There have been setbacks. I stopped almost entirely between December and February. My usual seasonal depression kicked in, and my doctor recommended tanning in short increments to get the simulated sunlight. My gym has tanning. And hey, since I’m already here, I might as well get a workout in.

Between March and May, I lost 25 pounds. That’s some pretty good incentive to keep going.

It’s so easy to just say, “I’m a grown-up, and I don’t have to do anything that I don’t want to do,” and skip my workouts. When I finish up a 12-14 hour day at work, the only place I want to be is home. But that’s all the more reason not to give up.

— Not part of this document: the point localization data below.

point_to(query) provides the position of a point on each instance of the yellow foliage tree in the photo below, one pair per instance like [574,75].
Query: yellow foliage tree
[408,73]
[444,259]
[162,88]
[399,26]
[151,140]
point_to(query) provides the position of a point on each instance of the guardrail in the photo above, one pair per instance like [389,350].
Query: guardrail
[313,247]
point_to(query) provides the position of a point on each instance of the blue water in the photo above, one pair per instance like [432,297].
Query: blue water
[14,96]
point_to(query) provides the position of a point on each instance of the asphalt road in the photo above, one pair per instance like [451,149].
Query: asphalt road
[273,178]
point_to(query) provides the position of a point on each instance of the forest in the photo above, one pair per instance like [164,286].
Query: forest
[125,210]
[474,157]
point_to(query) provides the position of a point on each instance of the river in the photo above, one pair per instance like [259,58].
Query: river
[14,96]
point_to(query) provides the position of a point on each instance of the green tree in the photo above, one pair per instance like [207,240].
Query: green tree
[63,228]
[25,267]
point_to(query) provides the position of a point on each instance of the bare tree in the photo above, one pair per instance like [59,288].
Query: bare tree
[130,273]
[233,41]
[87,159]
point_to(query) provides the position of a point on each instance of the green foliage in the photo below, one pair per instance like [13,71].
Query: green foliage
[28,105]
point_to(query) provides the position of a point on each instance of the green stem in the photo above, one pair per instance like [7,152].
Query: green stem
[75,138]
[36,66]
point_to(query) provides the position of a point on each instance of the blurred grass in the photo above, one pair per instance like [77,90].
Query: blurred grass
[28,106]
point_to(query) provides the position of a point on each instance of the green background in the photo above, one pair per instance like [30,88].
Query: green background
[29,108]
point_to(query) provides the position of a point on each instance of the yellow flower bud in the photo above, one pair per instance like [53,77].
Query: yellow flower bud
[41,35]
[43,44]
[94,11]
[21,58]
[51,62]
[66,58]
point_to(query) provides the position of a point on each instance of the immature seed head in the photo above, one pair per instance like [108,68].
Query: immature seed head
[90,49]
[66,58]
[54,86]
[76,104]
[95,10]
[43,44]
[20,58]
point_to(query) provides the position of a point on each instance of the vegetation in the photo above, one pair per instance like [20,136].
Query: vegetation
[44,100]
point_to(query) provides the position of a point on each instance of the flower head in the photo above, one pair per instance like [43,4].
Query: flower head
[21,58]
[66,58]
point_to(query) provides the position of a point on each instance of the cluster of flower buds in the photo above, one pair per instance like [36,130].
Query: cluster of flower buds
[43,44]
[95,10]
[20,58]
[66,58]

I can’t run away forever, but I can run away for an hour or two a day, literally. I can take off and go and not have to think about anything but my heart rate and my stride and the next step.

Running Out of Excuses

The Asics are starting their final leg (ha ha) of their journey and should be here this week. I think that was my final excuse for skipping workouts, and now that’s eliminated.

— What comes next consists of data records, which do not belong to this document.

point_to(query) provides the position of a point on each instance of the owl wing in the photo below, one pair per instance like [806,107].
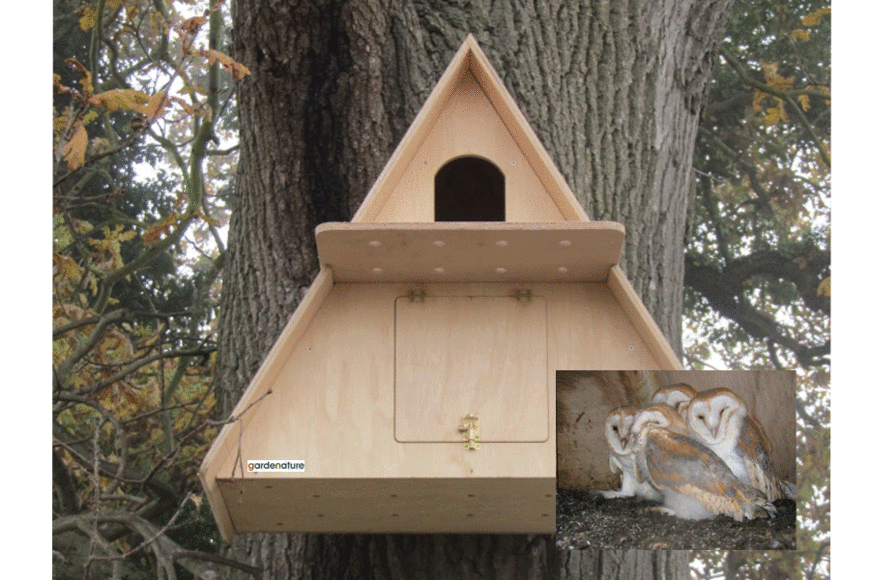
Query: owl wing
[754,448]
[687,467]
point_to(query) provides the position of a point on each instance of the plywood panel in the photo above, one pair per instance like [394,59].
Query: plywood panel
[420,505]
[333,400]
[471,354]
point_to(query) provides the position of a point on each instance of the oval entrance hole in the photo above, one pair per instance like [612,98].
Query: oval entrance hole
[469,189]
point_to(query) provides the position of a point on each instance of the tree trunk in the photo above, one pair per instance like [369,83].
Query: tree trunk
[613,89]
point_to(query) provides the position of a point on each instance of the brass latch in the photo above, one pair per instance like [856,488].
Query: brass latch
[471,428]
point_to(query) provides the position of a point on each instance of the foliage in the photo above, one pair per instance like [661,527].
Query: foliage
[758,280]
[139,199]
[144,128]
[758,261]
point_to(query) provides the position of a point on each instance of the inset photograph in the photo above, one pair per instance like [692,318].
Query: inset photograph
[676,460]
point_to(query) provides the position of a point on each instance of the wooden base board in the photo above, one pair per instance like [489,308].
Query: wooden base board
[407,505]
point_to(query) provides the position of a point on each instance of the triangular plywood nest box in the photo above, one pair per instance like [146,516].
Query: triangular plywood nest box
[414,388]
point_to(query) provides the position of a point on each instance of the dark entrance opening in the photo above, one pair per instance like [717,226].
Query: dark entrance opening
[469,189]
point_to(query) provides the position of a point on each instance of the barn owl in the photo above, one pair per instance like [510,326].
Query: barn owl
[617,429]
[695,483]
[676,396]
[721,420]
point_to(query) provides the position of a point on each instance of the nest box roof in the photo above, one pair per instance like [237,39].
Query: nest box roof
[470,155]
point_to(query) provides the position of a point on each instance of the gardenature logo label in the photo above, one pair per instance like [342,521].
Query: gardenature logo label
[260,466]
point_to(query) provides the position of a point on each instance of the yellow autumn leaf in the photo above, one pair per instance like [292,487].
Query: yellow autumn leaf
[774,79]
[74,150]
[152,234]
[804,101]
[815,18]
[799,34]
[774,114]
[824,288]
[58,123]
[89,17]
[757,99]
[66,267]
[236,69]
[155,107]
[86,81]
[123,99]
[192,25]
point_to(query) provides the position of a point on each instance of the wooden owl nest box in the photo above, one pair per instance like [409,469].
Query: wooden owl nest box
[415,383]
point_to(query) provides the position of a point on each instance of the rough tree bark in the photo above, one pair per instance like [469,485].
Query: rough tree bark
[613,89]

Oh, sure. There are a lot of other excuses I could use. But there are responses to all of them that present a stronger argument.

Image

Speaking of excuses, this subject is a great excuse to post a cat picture!

 

I’m too tired!

Of course I’m too tired. My metabolism is tanking because I haven’t worked out in awhile. And the longer I go without working out, the worse it’s going to be.

 

I’m sick!

See “I’m too tired”… exercise helps my body fight off infections and viruses. Even if I’m feeling under the weather, I need to at least do a little bit, or I’m not going to feel better.

 

I don’t have time!

Yeah. Eliminated this one when a 24-hour gym opened half a block from where I live.

 

I can’t afford a gym!

I have weights at home. I have a huge, police-patrolled parking lot at work that’s empty when I leave.I live across the street from a park. And, really, if I can afford fast food 2-3 times per week, I can afford $10/month for a gym membership (or $20 in my case, because tanning and hydromassage).

 

I don’t know how to work out properly!

It’s 2013 now, and the internet is totally a thing. There are websites, videos, how-to guides, all from professional trainers who know their stuff. Not knowing how to do something is no longer a valid excuse.

 

I’m too fat!

Well, duh. I’m fat because I’ve sat around on my ever-growing backside, doing nothing for a couple of decades now. This excuse only works if I want to continue in my present state (I do not). Yes, I probably am too heavy to run. But I can walk. I can cycle. I can lift. And I can keep doing these things until I’m no longer too heavy for running. And then… I can run.

 

The importance of proper footwear

I haven’t been working out much since the 5K last month. I had noticed before that my feet would often cramp up, toes would go numb, knees and back would hurt… I know now that this is from improper shoes. I never thought it could make that huge of a difference, but apparently I did some real damage to my tendons and my toes by walking five miles in cheap shoes.I wore them to the gym once more, and couldn’t get through a fifteen minute walk. It had a drastic effect on the shoes that I eventually chose to buy, as even the high quality, designed-for-running shoes were hitting my injured spots and causing pain. I’m told this will go away with time and proper support. New shoes are on the way, and I’m looking forward to getting back to the gym

Image

In the meantime, I’ve been “spring cleaning”… scrubbing floors, flipping mattresses, scrubbing out the fridge and freezer. I looked into it, and it seems you burn about four calories per minute doing “vigorous” cleaning. That definitely qualifies. It’s not ideal, but it’s better than being sedentary.

I finished!

I hurt and I’m tired, and I might throw up, but I FINISHED! Not only that, we were parked a mile from the race. So I put in FIVE miles instead of 3. And I wasn’t even dead last! (Okay, pretty close, but given that I was probably the fattest person there, Not-Last is a great place to finish.)